Christianity Today has released a new NPR-style podcast series hosted by Mike Cosper, “Who Killed Mars Hill?.” It is well done and deserves your attention. So far they have released a couple of trailers and two complete episodes. Cosper is sympathetically critical of Driscoll and does a good job in the first two episodes of putting the Mars Hill/Driscoll phenomenon in perspective. He connects Driscoll to Bob Schuller, Chuck Smith, Bill Hybels, and Rick Warren. Driscoll was ostensibly the anti-Rick Warren but, under the tough-talking façade (it was just schtick) he was always just another American religious entrepreneur. This brings me to one point of criticism (so far): Cosper appeals repeatedly to the “success” of Mars Hill and to the number of lives “transformed” by its ministry. He does not qualify success with the adjective numerical, although, in context it is clear that is what he intends. His appeal to the subjective benefits of Driscoll’s ministry at Mars Hill stands in contrast to the objective marks of the true church confessed by the Reformed churches in Belgic Confession, art. 29:
- The pure preaching of the gospel;
- The pure administration of the sacraments;
- The use of church discipline
Evaluated in light of the Reformed understanding of the church, Mars Hill looks rather different.
Those who are not Reformed and those who are (or who are on the way to Geneva) should listen to this series. Cosper illustrates very effectively the difference between the predestinarian, revivalist, Narcissist (“I am the brand”), Finney-ite approach to worship and ministry employed by Driscoll and the theology, piety, and practice of the Reformed churches. Some of his critics have focused on his occasional (according to Cosper) potty-mouth in the pulpit but Driscoll’s raging from the pulpit was frequently abusive and his treatment of members and staff was prima facie grounds for removal from the ministry.
Of course, ever the American religious entrepreneur, Driscoll has re-branded himself as a Pentecostal and taken his show to Scottsdale, AZ where he makes no pretense of accountability. Just as the Mars Hill leadership was beginning to hold him accountable he announced that he had received a direct revelation from the Lord that a trap was being set for him and he fled. Even as Mars Hill was collapsing at his feet he was already working on his new act and staking out a new market.
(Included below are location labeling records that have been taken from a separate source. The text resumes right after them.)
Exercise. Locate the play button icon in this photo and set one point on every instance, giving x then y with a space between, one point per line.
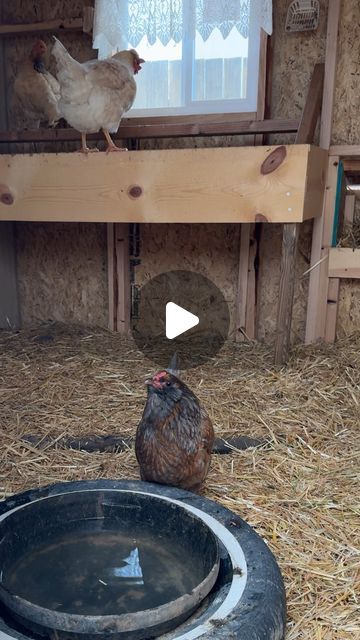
178 320
180 311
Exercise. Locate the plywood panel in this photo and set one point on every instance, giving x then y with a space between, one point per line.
62 273
187 185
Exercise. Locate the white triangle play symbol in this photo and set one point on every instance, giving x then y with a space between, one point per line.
178 320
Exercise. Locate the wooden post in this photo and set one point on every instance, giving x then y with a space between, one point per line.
118 276
306 132
246 288
9 301
315 327
334 283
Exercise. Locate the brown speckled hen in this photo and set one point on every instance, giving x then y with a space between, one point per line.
175 436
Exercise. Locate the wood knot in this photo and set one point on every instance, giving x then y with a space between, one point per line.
135 191
6 197
273 161
259 217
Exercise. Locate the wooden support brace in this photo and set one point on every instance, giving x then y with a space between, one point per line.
315 321
306 132
118 277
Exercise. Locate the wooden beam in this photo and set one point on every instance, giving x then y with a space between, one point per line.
230 184
334 283
9 302
84 23
111 269
134 128
345 150
310 116
351 165
122 277
312 108
332 309
315 320
349 209
344 263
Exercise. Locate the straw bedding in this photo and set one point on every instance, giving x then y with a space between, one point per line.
300 491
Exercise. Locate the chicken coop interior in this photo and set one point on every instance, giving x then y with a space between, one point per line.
265 204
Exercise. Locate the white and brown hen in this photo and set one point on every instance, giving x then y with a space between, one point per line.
36 90
96 94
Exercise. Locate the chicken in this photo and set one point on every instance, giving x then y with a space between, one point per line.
175 436
96 94
37 91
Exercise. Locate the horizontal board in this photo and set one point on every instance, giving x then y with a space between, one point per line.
344 263
182 185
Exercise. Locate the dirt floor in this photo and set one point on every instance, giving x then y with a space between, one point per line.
300 490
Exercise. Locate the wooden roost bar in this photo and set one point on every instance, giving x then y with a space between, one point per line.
244 184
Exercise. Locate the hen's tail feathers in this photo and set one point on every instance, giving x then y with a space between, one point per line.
173 367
We might quibble too with Cosper’s account of Schuller and the evangelical boom in Orange County in the 1970s and 80s but he tells the story well. In that regard please see Kim Riddlebarger’s history of Orange County as the New Burned-Over District. Remember, Christ Reformed Church in Anaheim is still there and, for all its glitz and glamor, the Crystal Cathedral is now a Roman Catholic meeting place. Check out my interview with Kim in the resources below. The vision of Mark Driscoll on stage with Bob Schuller is priceless and telling.
As I wrote in 2010, this is Sister Aimee’s America and the Reformed are pilgrims here (see the resources below).
©R. Scott Clark. All Rights Reserved.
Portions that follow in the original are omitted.